Stocks retreated on Wednesday and gave back some of their gains from a day earlier, when the Standard & Poor’s 500 index had one of its best days of the year. It’s the latest move lower for a stock market that’s yo-yoed since setting a record high earlier this month. The Standard & Poor’s 500 index fell 8.47 points, or 0.3 percent, to 2,444.04, relinquishing about a third of its big gain from Tuesday. The Dow Jones industrial average fell 87.80 points, or 0.4 percent, to 21,812.09, and the Nasdaq composite lost 19.07, or 0.3 percent, to 6,278.41. The Russell 2000 index of small-cap stocks fell 1.80, or 0.1 percent, to 1,369.74.
New U.S. home sales drop in July
Sales of new U.S. homes plummeted 9.4 percent in July, the sharpest one-month drop in nearly a year. But the decline followed strong sales in previous months, and sales so far this year are outpacing last year’s. The Commerce Department said Wednesday that new-home sales fell to a seasonally adjusted annual rate of 571,000 in July, down from 630,000 in June. Still, sales in the first seven months of the year are 9.2 percent higher than in the same period last year.

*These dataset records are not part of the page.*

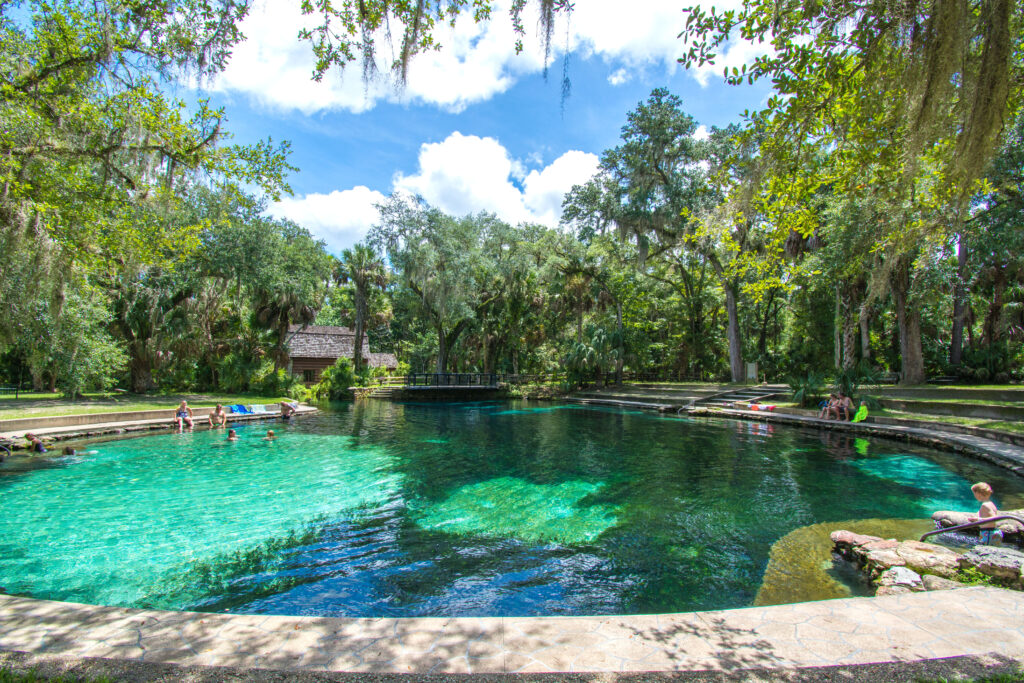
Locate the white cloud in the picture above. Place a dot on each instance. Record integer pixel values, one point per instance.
(467, 174)
(736, 53)
(619, 77)
(460, 175)
(477, 60)
(340, 218)
(544, 190)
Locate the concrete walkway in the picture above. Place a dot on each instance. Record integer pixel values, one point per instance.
(122, 426)
(910, 627)
(998, 453)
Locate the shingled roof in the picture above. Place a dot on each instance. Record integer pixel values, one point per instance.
(332, 342)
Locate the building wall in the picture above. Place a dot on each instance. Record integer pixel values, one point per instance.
(310, 369)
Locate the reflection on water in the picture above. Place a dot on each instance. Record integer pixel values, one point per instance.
(472, 509)
(512, 508)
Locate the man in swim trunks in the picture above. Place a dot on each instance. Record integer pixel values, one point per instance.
(217, 417)
(35, 443)
(183, 416)
(986, 532)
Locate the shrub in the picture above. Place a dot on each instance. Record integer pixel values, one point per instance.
(807, 389)
(336, 380)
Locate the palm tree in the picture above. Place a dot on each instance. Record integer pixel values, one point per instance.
(279, 307)
(361, 266)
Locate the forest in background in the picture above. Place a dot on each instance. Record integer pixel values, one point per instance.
(860, 220)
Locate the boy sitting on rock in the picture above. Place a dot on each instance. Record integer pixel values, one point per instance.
(983, 494)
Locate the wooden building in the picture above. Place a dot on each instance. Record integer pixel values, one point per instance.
(312, 348)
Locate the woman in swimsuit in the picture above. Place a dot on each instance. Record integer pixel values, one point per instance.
(183, 416)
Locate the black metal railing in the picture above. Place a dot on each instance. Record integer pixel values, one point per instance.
(985, 520)
(452, 379)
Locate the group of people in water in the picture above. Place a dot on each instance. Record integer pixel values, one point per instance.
(840, 407)
(183, 416)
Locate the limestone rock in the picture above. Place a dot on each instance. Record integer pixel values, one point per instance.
(929, 558)
(881, 544)
(933, 583)
(995, 561)
(901, 577)
(851, 538)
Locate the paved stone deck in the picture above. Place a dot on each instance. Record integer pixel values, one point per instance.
(920, 626)
(997, 453)
(101, 428)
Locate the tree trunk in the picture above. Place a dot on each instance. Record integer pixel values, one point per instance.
(849, 328)
(732, 325)
(279, 356)
(735, 346)
(360, 324)
(619, 360)
(960, 307)
(445, 342)
(441, 350)
(140, 372)
(908, 322)
(990, 326)
(864, 319)
(763, 336)
(838, 333)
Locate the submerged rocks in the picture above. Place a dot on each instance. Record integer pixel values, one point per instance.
(933, 583)
(1013, 531)
(1006, 565)
(929, 558)
(801, 565)
(899, 580)
(911, 565)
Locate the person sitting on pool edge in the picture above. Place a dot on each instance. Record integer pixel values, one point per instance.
(183, 416)
(287, 410)
(826, 407)
(844, 408)
(217, 417)
(986, 532)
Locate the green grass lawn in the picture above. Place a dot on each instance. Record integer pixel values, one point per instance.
(1015, 427)
(47, 404)
(950, 399)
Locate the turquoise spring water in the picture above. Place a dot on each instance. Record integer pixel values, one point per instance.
(380, 509)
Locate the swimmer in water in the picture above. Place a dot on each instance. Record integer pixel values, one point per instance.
(35, 443)
(72, 452)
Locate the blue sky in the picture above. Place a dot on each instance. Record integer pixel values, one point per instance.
(476, 127)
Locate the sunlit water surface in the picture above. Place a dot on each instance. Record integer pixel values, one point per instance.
(380, 509)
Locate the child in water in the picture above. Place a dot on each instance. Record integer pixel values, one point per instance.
(983, 494)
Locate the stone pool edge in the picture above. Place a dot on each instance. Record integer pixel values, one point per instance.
(971, 622)
(997, 453)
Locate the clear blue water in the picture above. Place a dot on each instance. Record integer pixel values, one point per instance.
(379, 509)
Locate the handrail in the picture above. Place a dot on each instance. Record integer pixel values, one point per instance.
(986, 520)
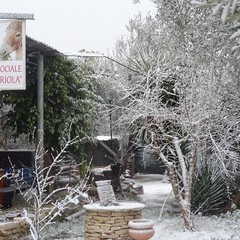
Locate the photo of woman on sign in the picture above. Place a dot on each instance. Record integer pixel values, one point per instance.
(11, 41)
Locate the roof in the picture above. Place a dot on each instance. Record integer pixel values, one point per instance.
(35, 47)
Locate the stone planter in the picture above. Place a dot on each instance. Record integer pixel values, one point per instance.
(141, 229)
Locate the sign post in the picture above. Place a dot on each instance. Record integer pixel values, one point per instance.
(13, 51)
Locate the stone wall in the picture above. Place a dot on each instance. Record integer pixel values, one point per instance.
(16, 229)
(110, 222)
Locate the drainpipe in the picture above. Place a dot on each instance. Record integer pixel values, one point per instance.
(40, 135)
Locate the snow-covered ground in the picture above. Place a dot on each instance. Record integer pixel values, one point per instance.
(170, 226)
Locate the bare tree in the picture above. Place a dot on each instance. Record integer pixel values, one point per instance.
(46, 206)
(182, 101)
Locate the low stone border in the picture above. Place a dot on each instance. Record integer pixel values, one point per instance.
(16, 229)
(110, 222)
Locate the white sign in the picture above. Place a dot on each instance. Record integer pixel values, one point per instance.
(12, 55)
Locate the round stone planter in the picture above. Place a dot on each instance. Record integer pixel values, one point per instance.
(141, 229)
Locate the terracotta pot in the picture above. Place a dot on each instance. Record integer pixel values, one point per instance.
(141, 229)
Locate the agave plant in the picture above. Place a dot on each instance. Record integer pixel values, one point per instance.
(210, 193)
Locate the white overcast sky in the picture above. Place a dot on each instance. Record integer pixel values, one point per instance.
(72, 25)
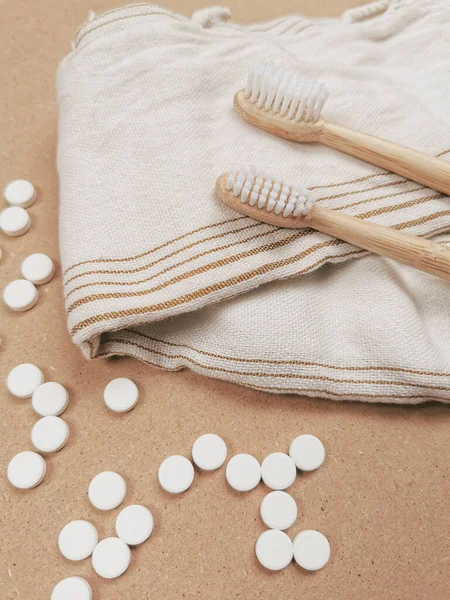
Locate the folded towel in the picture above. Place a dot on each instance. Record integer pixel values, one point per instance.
(146, 125)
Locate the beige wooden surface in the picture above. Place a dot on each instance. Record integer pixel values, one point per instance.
(382, 496)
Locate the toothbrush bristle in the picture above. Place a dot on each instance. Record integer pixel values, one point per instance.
(285, 93)
(262, 190)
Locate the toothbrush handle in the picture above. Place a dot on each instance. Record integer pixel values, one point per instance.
(417, 252)
(428, 170)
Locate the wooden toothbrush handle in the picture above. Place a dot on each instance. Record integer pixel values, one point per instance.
(428, 170)
(417, 252)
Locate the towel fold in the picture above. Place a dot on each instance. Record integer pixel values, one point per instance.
(146, 125)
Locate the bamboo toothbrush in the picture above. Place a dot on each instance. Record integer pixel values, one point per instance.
(290, 107)
(267, 199)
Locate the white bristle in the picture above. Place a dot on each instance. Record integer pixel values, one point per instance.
(253, 198)
(285, 93)
(260, 189)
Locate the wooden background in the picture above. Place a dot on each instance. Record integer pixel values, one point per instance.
(382, 497)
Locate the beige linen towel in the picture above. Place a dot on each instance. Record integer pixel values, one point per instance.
(145, 127)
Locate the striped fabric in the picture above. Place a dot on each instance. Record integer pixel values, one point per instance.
(145, 127)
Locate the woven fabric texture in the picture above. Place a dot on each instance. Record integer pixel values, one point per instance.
(157, 268)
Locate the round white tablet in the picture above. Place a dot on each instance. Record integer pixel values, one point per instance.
(278, 471)
(121, 394)
(111, 558)
(20, 193)
(278, 510)
(307, 452)
(24, 379)
(38, 268)
(134, 524)
(176, 474)
(50, 399)
(20, 295)
(107, 490)
(243, 472)
(72, 588)
(26, 470)
(15, 221)
(77, 540)
(274, 549)
(50, 434)
(209, 452)
(311, 550)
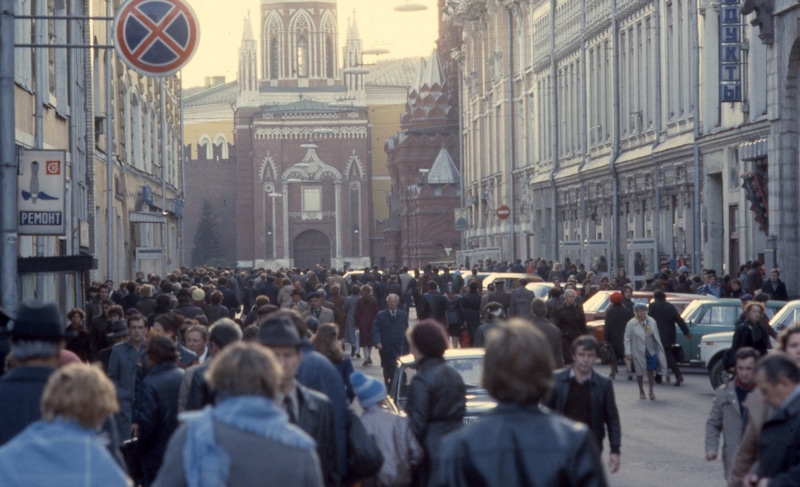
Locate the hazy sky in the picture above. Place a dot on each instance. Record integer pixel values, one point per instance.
(405, 34)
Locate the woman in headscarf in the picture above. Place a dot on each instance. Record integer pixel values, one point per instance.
(617, 318)
(643, 347)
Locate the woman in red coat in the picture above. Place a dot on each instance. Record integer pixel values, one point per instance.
(366, 311)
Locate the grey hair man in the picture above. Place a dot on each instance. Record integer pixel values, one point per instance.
(199, 393)
(551, 331)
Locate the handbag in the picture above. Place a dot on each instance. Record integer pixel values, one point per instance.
(464, 339)
(364, 458)
(133, 461)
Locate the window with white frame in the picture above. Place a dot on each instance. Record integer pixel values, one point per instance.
(312, 198)
(23, 57)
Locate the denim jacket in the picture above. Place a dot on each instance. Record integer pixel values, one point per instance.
(59, 452)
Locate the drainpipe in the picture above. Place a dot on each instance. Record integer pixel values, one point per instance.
(554, 130)
(511, 146)
(88, 83)
(584, 134)
(615, 142)
(110, 211)
(8, 161)
(183, 169)
(41, 89)
(696, 129)
(164, 226)
(657, 189)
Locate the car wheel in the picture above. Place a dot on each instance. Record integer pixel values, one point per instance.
(717, 373)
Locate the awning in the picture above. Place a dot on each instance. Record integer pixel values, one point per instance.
(146, 217)
(754, 149)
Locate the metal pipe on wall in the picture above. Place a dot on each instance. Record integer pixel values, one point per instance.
(8, 161)
(695, 72)
(110, 213)
(163, 96)
(615, 144)
(554, 134)
(88, 86)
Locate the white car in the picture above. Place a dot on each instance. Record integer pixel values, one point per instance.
(714, 345)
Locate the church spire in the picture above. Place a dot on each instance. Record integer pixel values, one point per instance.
(248, 75)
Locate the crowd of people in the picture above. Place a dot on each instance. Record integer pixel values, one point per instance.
(222, 377)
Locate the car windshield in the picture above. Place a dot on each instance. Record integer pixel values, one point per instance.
(469, 368)
(597, 303)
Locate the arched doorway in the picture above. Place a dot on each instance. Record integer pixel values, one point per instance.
(312, 247)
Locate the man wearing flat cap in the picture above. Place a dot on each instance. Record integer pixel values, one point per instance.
(308, 409)
(37, 336)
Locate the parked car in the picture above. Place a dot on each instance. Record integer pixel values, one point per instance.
(679, 300)
(706, 316)
(714, 346)
(468, 362)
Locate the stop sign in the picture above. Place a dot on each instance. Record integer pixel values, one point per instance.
(503, 212)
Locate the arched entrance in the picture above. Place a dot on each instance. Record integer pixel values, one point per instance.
(312, 247)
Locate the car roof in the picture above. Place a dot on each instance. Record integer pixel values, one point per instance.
(451, 353)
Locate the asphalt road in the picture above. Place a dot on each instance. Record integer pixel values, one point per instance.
(662, 441)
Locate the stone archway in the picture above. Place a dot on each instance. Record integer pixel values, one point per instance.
(311, 247)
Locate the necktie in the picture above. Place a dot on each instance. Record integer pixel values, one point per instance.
(289, 405)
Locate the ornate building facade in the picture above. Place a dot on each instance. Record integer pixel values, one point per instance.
(614, 130)
(426, 182)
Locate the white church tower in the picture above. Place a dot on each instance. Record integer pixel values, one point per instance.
(248, 72)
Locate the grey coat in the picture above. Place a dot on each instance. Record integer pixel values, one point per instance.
(635, 346)
(726, 418)
(123, 366)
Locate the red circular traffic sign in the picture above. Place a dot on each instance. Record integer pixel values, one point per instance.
(156, 37)
(503, 212)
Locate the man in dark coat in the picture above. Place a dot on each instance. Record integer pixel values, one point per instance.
(551, 331)
(501, 295)
(308, 409)
(583, 395)
(188, 310)
(778, 378)
(571, 320)
(37, 337)
(388, 333)
(520, 301)
(667, 316)
(436, 303)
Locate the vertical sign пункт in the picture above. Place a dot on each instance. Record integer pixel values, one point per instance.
(730, 52)
(40, 200)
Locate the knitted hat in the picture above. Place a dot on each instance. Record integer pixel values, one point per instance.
(368, 389)
(198, 295)
(430, 338)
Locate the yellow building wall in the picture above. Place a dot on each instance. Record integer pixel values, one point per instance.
(385, 120)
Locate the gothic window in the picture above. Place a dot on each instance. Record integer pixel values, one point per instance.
(136, 143)
(222, 143)
(275, 59)
(204, 149)
(302, 57)
(312, 199)
(328, 58)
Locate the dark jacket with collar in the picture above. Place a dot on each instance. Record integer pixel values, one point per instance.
(156, 413)
(316, 418)
(436, 406)
(20, 396)
(603, 406)
(667, 316)
(318, 372)
(560, 453)
(779, 446)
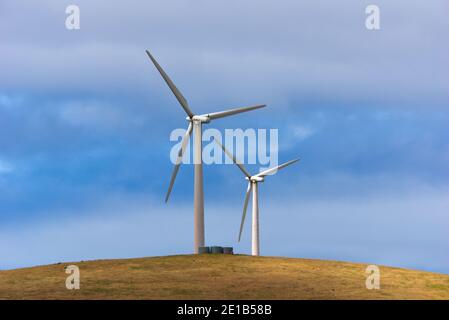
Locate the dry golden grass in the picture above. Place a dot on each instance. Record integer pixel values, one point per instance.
(220, 277)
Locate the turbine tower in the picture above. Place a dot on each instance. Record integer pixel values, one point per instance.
(195, 125)
(253, 186)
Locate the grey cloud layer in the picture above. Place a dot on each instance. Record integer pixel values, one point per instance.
(260, 49)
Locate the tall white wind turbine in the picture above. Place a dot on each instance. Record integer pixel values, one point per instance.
(195, 124)
(253, 186)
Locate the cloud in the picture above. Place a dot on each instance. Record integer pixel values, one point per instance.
(5, 167)
(96, 115)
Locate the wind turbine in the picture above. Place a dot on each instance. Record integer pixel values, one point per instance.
(253, 186)
(195, 124)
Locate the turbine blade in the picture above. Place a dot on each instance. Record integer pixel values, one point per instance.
(270, 171)
(172, 86)
(226, 113)
(234, 159)
(245, 205)
(184, 142)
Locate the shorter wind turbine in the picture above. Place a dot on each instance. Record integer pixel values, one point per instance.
(253, 186)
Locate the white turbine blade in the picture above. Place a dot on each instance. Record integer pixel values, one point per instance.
(226, 113)
(245, 205)
(172, 86)
(234, 159)
(270, 171)
(184, 142)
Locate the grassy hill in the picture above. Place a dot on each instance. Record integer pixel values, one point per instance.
(220, 277)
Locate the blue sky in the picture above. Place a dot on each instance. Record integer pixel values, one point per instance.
(85, 121)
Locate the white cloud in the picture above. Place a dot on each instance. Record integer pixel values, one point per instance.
(96, 114)
(303, 132)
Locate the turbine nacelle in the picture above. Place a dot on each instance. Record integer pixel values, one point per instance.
(201, 118)
(255, 179)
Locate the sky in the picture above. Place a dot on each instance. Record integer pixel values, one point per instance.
(85, 121)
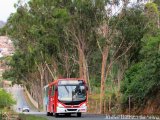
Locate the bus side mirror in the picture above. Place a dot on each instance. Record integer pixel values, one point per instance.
(56, 88)
(87, 88)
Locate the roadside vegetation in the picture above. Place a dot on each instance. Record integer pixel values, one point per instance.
(30, 117)
(6, 100)
(118, 54)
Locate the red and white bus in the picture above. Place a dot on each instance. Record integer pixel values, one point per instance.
(66, 96)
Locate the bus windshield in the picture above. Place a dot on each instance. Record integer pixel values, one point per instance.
(71, 93)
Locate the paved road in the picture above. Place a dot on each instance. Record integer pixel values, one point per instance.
(21, 101)
(74, 117)
(20, 98)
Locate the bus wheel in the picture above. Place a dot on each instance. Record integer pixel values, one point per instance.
(79, 114)
(56, 114)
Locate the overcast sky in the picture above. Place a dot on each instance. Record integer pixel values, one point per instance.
(7, 7)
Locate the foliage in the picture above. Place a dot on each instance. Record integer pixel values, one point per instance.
(142, 79)
(6, 100)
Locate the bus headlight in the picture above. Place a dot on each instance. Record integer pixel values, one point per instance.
(83, 105)
(60, 105)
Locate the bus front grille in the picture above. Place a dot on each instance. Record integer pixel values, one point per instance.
(72, 109)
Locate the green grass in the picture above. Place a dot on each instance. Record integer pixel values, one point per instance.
(30, 117)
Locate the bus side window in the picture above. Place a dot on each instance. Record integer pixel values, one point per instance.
(52, 94)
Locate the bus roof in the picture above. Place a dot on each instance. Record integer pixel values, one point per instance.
(56, 81)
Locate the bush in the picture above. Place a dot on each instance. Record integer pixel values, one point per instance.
(6, 100)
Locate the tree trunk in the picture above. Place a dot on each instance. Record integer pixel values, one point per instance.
(103, 77)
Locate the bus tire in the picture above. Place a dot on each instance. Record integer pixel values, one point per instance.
(79, 114)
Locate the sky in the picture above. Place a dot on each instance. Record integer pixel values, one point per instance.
(6, 8)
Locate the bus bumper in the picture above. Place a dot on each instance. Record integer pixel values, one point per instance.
(71, 110)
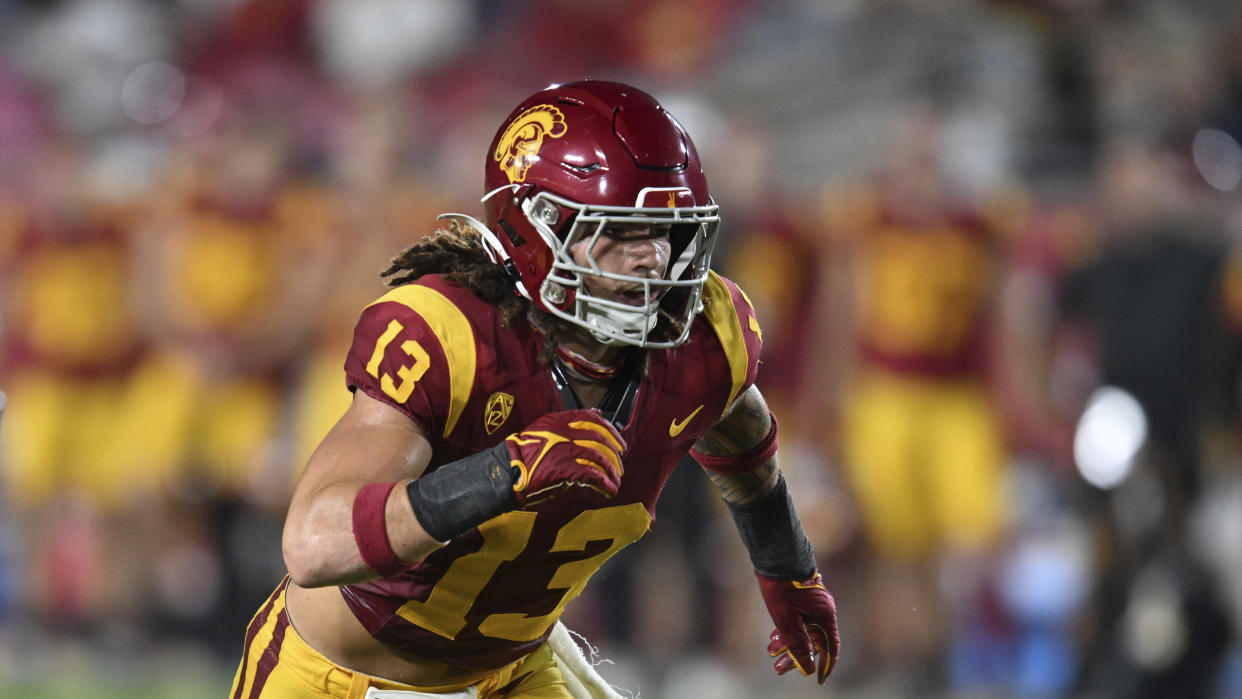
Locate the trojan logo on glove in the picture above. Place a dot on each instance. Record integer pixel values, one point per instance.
(583, 450)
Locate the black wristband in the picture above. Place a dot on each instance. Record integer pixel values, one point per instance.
(460, 496)
(774, 536)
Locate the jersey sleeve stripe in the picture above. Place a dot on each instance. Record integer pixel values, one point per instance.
(723, 315)
(456, 338)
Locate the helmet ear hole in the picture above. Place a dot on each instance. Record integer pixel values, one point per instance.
(513, 235)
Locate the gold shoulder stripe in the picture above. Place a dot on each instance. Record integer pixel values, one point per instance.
(456, 338)
(720, 313)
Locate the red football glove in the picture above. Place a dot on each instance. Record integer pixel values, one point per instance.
(563, 450)
(806, 625)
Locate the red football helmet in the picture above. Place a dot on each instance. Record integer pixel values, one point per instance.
(571, 162)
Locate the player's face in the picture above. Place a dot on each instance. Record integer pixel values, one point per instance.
(634, 250)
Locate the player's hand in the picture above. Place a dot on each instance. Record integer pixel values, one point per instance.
(566, 450)
(806, 625)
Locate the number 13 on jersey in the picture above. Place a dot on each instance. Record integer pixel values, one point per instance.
(504, 539)
(409, 374)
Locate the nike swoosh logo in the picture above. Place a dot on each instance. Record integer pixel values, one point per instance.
(676, 427)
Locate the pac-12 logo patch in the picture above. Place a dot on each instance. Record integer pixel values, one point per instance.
(498, 407)
(518, 147)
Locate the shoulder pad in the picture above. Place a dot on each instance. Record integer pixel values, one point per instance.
(733, 319)
(415, 348)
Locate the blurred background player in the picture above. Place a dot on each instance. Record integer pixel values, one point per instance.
(922, 445)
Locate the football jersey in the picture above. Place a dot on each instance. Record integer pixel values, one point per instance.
(444, 358)
(925, 287)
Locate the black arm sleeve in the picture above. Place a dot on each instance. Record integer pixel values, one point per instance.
(460, 496)
(774, 536)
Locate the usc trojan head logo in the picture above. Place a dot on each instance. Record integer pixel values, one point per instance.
(497, 411)
(519, 144)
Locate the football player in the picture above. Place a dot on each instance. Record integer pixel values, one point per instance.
(521, 396)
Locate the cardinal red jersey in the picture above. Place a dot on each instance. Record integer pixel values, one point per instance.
(925, 287)
(444, 358)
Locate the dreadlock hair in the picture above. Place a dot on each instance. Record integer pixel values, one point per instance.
(457, 255)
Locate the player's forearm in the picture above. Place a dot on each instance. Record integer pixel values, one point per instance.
(319, 541)
(739, 456)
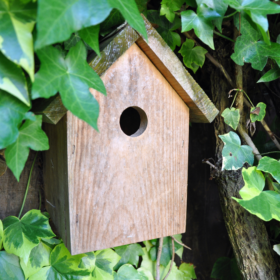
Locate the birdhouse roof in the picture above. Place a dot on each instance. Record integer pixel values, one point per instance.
(202, 110)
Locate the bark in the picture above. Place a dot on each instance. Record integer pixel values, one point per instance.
(247, 233)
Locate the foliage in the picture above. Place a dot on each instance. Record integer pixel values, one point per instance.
(31, 252)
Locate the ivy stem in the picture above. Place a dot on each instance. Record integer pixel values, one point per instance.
(27, 187)
(231, 14)
(223, 36)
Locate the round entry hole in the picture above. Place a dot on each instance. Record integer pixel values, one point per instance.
(133, 121)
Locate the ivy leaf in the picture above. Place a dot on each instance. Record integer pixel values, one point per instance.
(31, 136)
(130, 12)
(249, 49)
(9, 267)
(72, 77)
(261, 114)
(203, 27)
(55, 23)
(231, 117)
(220, 7)
(128, 272)
(188, 270)
(271, 75)
(100, 264)
(111, 22)
(62, 266)
(39, 257)
(226, 269)
(12, 112)
(12, 80)
(1, 235)
(270, 165)
(193, 57)
(21, 236)
(166, 28)
(129, 253)
(258, 11)
(254, 183)
(265, 205)
(235, 155)
(91, 35)
(17, 22)
(168, 7)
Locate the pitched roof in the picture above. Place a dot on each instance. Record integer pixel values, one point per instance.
(202, 110)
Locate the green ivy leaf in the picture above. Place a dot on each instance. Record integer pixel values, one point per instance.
(129, 255)
(220, 7)
(168, 7)
(203, 27)
(57, 22)
(226, 269)
(12, 80)
(91, 35)
(254, 183)
(258, 11)
(271, 75)
(235, 155)
(270, 165)
(62, 266)
(100, 264)
(9, 267)
(265, 205)
(12, 112)
(31, 136)
(21, 236)
(1, 235)
(72, 77)
(193, 57)
(130, 12)
(231, 117)
(39, 257)
(166, 28)
(17, 22)
(128, 272)
(188, 270)
(112, 21)
(249, 49)
(261, 113)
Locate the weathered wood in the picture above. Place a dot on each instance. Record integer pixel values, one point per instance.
(122, 189)
(56, 178)
(202, 110)
(51, 109)
(12, 191)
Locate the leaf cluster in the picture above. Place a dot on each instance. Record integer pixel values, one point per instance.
(32, 252)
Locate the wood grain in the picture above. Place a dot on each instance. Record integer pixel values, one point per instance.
(202, 110)
(123, 189)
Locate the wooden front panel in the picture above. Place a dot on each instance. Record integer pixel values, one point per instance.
(125, 189)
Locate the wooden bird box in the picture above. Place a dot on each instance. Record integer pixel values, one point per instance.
(128, 182)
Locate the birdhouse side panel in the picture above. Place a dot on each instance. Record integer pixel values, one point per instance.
(126, 186)
(56, 178)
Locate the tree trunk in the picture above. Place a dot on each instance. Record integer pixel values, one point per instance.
(247, 233)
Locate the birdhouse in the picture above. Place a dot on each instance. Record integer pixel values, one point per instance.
(128, 182)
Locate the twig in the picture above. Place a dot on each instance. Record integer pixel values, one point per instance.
(172, 260)
(27, 187)
(158, 258)
(182, 244)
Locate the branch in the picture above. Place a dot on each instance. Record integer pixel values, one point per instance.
(180, 243)
(172, 260)
(158, 258)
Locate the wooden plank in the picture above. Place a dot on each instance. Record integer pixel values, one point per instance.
(126, 189)
(56, 178)
(202, 110)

Ratings agency warns of shutdown effects
The nation’s credit rating is at risk if the $19.9 trillion debt limit is not raised “in a timely manner” before the Treasury runs out of cash in October, Fitch Ratings warned on Wednesday. “Brinkmanship over the debt limit could ultimately have rating consequences, as failure to raise it would jeopardize the Treasury’s ability to meet debt service and other obligations,” Fitch, one of the three leading credit-rating companies, said after President Donald Trump on Tuesday raised the possibility of a government shutdown over funding a Mexican border wall. Federal spending is only authorized through Sept. 30.